Hardware RAID isn't necessarily obsolete, but I'd say it's like mainframes—the applications for it are highly specialized.
As it is right now, I have zero redundancy, just my media spread across two HDDs, a future plan is to have two NAS units, the primary unit that I access from my machine as normal, and a separate unit that runs rsync or borgbackup from the primary unit every night.
At this moment I don't want perfect being the enemy of good.
i hear you, you can always just get a add in card for more drives, buy some older but new platter drives and you can make it a lot easier
Yeah, I have thought about getting a PCIE SATA controller card but have heard about mixed oppinions of those...
you get what you pay for generally
I run clusters of both LSI-based hwraid and zfs at work. I strongly recommend zfs over hwraid. The long and short of it is hwraid hasn't kept up with software solutions, and software solutions are often both more performant and more resilient (at the cost of CPU/memory).
For homelab scale, zfs is definitely the way to go, especially for archive data.
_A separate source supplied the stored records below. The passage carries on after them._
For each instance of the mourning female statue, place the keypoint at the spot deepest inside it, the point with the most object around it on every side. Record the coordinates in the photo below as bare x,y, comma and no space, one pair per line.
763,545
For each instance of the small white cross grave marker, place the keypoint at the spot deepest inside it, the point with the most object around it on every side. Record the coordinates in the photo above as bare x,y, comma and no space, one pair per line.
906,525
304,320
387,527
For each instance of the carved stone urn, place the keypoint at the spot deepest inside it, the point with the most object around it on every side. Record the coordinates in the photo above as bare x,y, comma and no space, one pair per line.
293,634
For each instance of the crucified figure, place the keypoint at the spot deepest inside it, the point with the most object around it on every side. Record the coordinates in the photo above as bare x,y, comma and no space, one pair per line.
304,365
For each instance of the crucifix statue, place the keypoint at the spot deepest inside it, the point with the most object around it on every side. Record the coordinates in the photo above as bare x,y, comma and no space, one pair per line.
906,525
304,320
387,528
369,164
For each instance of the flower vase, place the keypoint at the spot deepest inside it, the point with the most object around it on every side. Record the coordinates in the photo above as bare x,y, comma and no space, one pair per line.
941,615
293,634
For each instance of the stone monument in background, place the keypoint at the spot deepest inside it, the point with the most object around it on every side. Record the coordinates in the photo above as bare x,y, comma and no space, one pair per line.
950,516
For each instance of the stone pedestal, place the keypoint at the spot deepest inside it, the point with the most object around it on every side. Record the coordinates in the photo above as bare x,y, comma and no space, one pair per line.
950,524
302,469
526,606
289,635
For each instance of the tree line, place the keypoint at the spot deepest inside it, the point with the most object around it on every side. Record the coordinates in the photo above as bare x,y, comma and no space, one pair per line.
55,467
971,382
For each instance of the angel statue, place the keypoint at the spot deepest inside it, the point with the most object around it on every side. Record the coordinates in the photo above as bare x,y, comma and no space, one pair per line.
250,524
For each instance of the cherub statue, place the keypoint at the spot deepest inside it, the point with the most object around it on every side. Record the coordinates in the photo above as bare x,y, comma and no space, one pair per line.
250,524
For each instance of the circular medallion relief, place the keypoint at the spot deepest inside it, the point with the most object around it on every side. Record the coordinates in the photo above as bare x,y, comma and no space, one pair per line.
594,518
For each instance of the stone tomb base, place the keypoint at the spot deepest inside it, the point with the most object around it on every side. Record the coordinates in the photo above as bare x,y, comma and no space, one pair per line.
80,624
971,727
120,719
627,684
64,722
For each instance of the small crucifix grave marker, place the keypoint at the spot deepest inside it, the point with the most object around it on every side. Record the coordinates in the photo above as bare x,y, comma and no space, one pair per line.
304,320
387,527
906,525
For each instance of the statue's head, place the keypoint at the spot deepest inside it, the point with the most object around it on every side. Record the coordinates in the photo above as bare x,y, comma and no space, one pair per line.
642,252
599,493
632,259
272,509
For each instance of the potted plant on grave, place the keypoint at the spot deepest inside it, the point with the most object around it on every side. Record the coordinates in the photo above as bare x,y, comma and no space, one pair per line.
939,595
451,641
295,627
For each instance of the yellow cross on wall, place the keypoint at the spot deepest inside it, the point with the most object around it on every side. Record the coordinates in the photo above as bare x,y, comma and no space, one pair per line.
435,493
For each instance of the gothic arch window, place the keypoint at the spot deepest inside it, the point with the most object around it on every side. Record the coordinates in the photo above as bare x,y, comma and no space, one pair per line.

Wendel wrote up a pretty good guide for those looking to understand what makes zfs so good if you want to dive deeper. https://forum.level1techs.com/t/zfs-guide-for-starters-and-advanced-users-concepts-pool-config-tuning-troubleshooting/196035
Yeah, I am a bit weary of hwraid since I have no experience with it, I have some experience with software raid.
My initial plan was going with Linux set up an mdadm raid and run an LVM on top of it, though the more I think about it, it feel like more of a lab/experiment scenario, snd I may get another NAS build to lab with.
As it stands now, I'll probably go with TrueNAS and ZFS since it will be running in "prod" at home.
I’d recommend ZFS or Btrfs over mdadm. They both have data repair if something goes wrong, and mdadm doesn’t.